Last reviewed 5/30/2026

Key points

  • Structure: header.payload.signature, base64url-encoded, separated by dots.
  • Signed JWTs (JWS) prove the issuer and prevent tampering — they do NOT hide the payload. Anyone can decode it.
  • Common claims: iss (issuer), sub (subject), aud (audience), exp (expiry), iat (issued at), scope, roles.
  • Validate signature, issuer, audience, and expiry on every request. Never trust a JWT just because it parses.
  • JWTs are stateless — once issued, they're valid until expiry. Use short lifetimes (5–15 min) and refresh tokens for revocability.

What is a JWT?

A JSON Web Token (JWT, RFC 7519) is a compact way to package a set of claims as a JSON object and transmit them between parties with cryptographic integrity. It's the format behind most modern OAuth 2.0 access tokens, every OpenID Connect ID token, and a huge fraction of service-to-service authentication on the internet.

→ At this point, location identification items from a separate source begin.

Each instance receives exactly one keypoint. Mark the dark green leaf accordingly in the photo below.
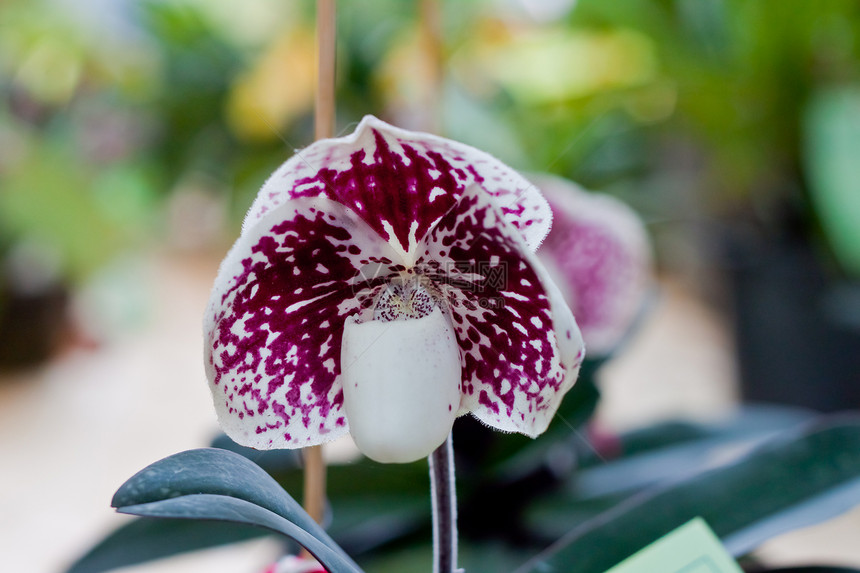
(224, 508)
(790, 482)
(143, 540)
(220, 472)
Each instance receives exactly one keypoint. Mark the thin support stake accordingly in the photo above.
(315, 471)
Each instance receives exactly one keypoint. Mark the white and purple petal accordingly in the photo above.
(519, 343)
(401, 183)
(599, 255)
(275, 322)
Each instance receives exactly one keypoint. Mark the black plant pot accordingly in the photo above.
(797, 331)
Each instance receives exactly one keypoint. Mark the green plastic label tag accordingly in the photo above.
(692, 548)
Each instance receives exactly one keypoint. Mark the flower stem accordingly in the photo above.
(314, 501)
(443, 496)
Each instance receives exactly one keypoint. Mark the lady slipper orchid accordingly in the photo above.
(600, 257)
(384, 283)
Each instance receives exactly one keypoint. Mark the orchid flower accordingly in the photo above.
(599, 255)
(383, 284)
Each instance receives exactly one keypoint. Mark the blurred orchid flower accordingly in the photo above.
(384, 283)
(599, 255)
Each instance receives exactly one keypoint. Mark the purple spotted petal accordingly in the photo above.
(599, 255)
(401, 183)
(275, 322)
(520, 346)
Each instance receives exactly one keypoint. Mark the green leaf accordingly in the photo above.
(789, 482)
(219, 472)
(143, 540)
(832, 137)
(224, 508)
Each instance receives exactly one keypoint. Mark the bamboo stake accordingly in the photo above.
(315, 470)
(430, 29)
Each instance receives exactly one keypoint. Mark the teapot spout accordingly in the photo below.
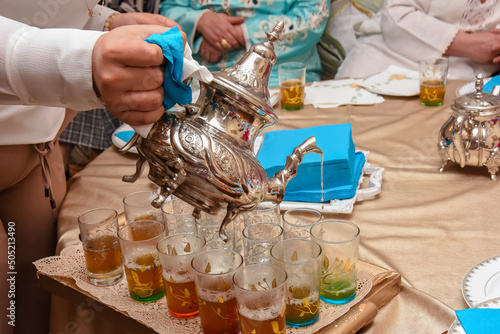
(277, 184)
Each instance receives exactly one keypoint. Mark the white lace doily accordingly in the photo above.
(71, 263)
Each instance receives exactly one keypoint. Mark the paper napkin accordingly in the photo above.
(334, 93)
(488, 87)
(479, 320)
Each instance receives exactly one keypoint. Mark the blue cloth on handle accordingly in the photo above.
(479, 320)
(173, 50)
(488, 87)
(125, 135)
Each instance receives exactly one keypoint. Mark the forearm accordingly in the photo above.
(51, 67)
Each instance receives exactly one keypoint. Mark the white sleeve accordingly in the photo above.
(49, 67)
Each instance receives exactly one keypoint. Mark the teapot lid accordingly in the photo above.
(479, 101)
(248, 79)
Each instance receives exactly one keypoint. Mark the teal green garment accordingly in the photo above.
(305, 21)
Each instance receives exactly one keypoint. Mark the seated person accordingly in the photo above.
(340, 32)
(219, 35)
(405, 31)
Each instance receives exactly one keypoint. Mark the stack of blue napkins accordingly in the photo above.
(342, 166)
(479, 320)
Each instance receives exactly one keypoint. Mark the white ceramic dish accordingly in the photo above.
(482, 282)
(394, 81)
(456, 327)
(469, 87)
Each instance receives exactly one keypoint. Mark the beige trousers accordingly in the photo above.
(28, 230)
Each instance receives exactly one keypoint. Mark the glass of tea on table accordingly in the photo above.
(432, 74)
(138, 241)
(138, 206)
(176, 252)
(292, 79)
(214, 269)
(340, 243)
(98, 232)
(261, 298)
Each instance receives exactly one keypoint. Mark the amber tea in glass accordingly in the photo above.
(98, 232)
(432, 93)
(176, 252)
(292, 79)
(340, 243)
(138, 241)
(301, 259)
(214, 270)
(432, 74)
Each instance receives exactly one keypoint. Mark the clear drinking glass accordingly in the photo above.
(138, 206)
(297, 223)
(258, 239)
(214, 270)
(261, 298)
(340, 243)
(98, 232)
(178, 216)
(176, 252)
(301, 259)
(138, 241)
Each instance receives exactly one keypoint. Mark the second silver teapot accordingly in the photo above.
(204, 155)
(471, 136)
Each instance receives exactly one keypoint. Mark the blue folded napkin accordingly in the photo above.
(125, 135)
(175, 91)
(341, 169)
(488, 87)
(479, 320)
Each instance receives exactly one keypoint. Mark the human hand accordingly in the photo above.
(142, 18)
(209, 53)
(217, 26)
(128, 73)
(483, 47)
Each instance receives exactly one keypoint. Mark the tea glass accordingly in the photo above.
(208, 227)
(176, 252)
(301, 259)
(98, 232)
(292, 79)
(213, 273)
(178, 216)
(264, 212)
(432, 74)
(261, 298)
(258, 239)
(138, 241)
(297, 223)
(340, 243)
(138, 206)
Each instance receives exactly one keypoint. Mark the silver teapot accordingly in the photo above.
(471, 136)
(204, 155)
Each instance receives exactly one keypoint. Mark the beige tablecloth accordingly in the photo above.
(431, 227)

A JWT looks like eyJhbGciOi...header.eyJzdWIiOi...payload.MEUCIQ...signature — three base64url-encoded segments joined by dots.

How it works

  1. An issuer (the authorization server / IdP) builds a JSON payload of claims and signs it with its private key (JWS) or encrypts it (JWE).
  2. The token is handed to a client, which presents it as a Bearer token: Authorization: Bearer eyJ....
  3. The resource server (your API) fetches the issuer's public keys from its JWKS endpoint, verifies the signature, and checks the claims.

Standard claims:

  • iss — who issued this token
  • sub — the subject (user or workload ID)
  • aud — who this token is intended for
  • exp — when it expires (Unix timestamp)
  • iat — when it was issued
  • scope / scp — OAuth scopes
  • Custom claims for roles, tenant, etc.

When buyers care

JWTs are everywhere in modern identity: every OIDC sign-in flow returns one, every OAuth-protected API consumes one, and almost every service mesh uses them for mTLS-bound workload identity.

Common misconceptions

  • "JWTs are encrypted." Signed JWTs (JWS) are not encrypted — anyone who intercepts one can decode the payload. Don't put secrets in JWT claims unless you're using JWE.
  • "Just decode it to trust it." A JWT you didn't verify is just JSON. Always validate the signature, issuer, audience, and expiry — and ideally use a vetted library.
  • "JWTs solve session management." They don't. Stateless tokens are hard to revoke. The standard pattern is short-lived access tokens + refresh tokens + a revocation store for the refresh tokens.
  • "alg: none is fine." It is not. RFC 8725 explicitly warns against accepting alg: none or letting the token dictate which algorithm verifies it. Pin the algorithm server-side.

Editorial note

If a vendor's API uses long-lived (multi-day) JWTs with no revocation story, treat that as a red flag. The right pattern is short-lived JWTs + refresh tokens + token introspection (RFC 7662) when revocability matters.